Повсюду пахнет сжигаемым человеческим телом. Этот запах душит, одуряет, голова тяжелеет, наливается свинцом.
Мы сидим молча, обхватив голову, пытаемся собрать бессвязные, мрачные мысли.
— Закрой окно! — говорит наконец Неля. — Этот дым въедается в самую душу.
Шатаясь на одеревенелых ногах, я захлопываю окно.
Несколько минут мы снова сидим молча.
— Открой окно! — говорит Таня. — Этого нельзя вынести. Дым все равно проникает. Мы задохнемся.
Открываю окно. В эту минуту со стороны белого домика, раздирая небо и воздух, несется страшный стон, единый стон в тысячу человеческих голосов. Он длится минуту… две… три… Мы слушаем его, полуобезумевшие.
— Конец света, — шепчет Зюта и начинает молиться.
— Это кричат из рвов, — силится объяснить Ирена. — Их сжигают живьем, потому они так ужасно кричат.
Наконец все умолкает. Распахивается дверь из «служебной комнаты». Безумным взглядом мы смотрим в ту сторону. Мы не можем изменить выражение лица. Янда окидывает каждую серьезным, глубоким взглядом, который говорит: «Я знаю, что вы чувствуете, но таков приказ, и вы должны молчать».
Дни и месяцы не прекращается этот ужас. В течение нескольких недель венгерские транспорты без селекции идут «в печь».
Позднее стали производить селекцию сразу на платформе. Молодых после бритья и санобработки гнали в освобожденный цыганский лагерь, где их запихивали по 500 человек в один барак. Днем и ночью не прекращалось шествие стариков и детей в крематории. За сутки прибывало по 12–13 длинных товарных составов с людьми. Во время производившейся на платформе селекции отбирали все пакеты и чемоданы тут же у вагонов. Огромные грузовики свозили в «Канаду» из всех крематориев одежду удушенных газом. В «Канаде» работали без передышки тысячи девушек.
Вдоль дороги из Бжезинок до женского лагеря бесконечными штабелями лежали дрова.

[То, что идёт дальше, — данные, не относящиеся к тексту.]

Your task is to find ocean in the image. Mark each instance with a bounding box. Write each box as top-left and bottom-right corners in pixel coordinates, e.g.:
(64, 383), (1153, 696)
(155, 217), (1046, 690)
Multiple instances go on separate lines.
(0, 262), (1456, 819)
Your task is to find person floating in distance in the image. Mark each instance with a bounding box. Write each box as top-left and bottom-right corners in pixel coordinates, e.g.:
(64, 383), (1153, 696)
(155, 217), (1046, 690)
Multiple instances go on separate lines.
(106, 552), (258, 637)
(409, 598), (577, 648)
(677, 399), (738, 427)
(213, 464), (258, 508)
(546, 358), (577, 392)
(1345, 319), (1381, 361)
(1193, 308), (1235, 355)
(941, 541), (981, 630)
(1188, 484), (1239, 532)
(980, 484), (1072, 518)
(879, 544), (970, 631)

Похоже на то, что готовятся сжечь всю Европу!
Беспрерывно, то к одному, то к другому бараку подъезжал нагруженный доверху грузовик, его торопливо разгружали, и он тут же возвращался за новым грузом.
В «Канаде» ни днем ни ночью не прекращалось лихорадочное движение. Там в бешеном темпе разбирали одежду, еще сохранившую тепло человеческого тела, сортировали, завязывали в мешки под аккомпанемент указаний озабоченных распорядителей и свистков капо, которая сновала между девушками и била их.
Рассортированные вещи отвозились в предназначенные для хранения бараки.
Ночью при свете прожекторов, в багровых отблесках пламени, вырывающегося из печей, в клубах дыма, среди грохота прибывающих машин, криков шоферов и рабочих носились в безумном возбуждении девушки из «Канады». Время от времени, чтобы придать себе храбрости, стреляли вверх наблюдающие за погрузкой эсэсовцы.